What one can discern about this study from the abstract suggests it was designed much like most of the studies of CBT. It is a meta-analysis of a number of studies looking at symptom abatement as the measure of success -- and because the whole diagnostic enterprise is based on impression ad self-report, this is as good as used in any other study of therapy -- and looking at attrition rates. So they were looking at 2 variables -- effect on symptoms and attrition rates. And they found that telephone therapy performed well on both. Looks like any of hundreds of studies in psychology and psychiatry that I have seen.

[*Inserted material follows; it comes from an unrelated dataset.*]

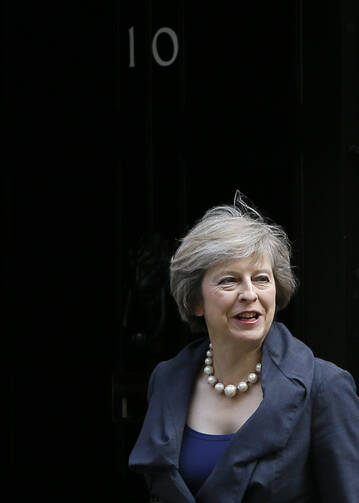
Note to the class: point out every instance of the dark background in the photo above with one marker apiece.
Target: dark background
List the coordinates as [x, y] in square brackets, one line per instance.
[110, 164]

Science does not guide mental health treatment. The DSM is not based on theory or research -- see this post for more on this. Many of those within the field want to believe that what we do is science. But we depend on a nosology based on consensus statements of committees, statements which describe symptoms. There is no "scientific" way to arrive at a diagnosis, no lab tests or x-rays or MRIs or anything measurable. We have questionnaires which rely on inference on the part of the examiner and self-report by the patient. Medications which perform only slightly, when at all, better than placebo are routinely prescribed in the unscientific belief that brain chemistry is the culprit in depression. How is that scientific?
All of us in the field -- psychiatrists, psychologists, social workers and the rest -- practice what we believe. Those patients who share what we believe improve and report the treatment is successful. Those who do not go elsewhere.
People who find telephone sessions valuable find it valuable. Those who don't, don't. That is not science; that is anecdotal evidence. Which basically is all we have to measure outcome. All the questionnaires and similar measures to measure success of any form of treatment rely on patient self-report.
So, I suggest to Dinah, criticize this study because it goes against the grain of your beliefs, that's fair game. But science? In the face of the studies that are emerging about the efficacy of the most commonly prescribed psychotropics, it seems to me to be shaky ground indeed to base objection on "science".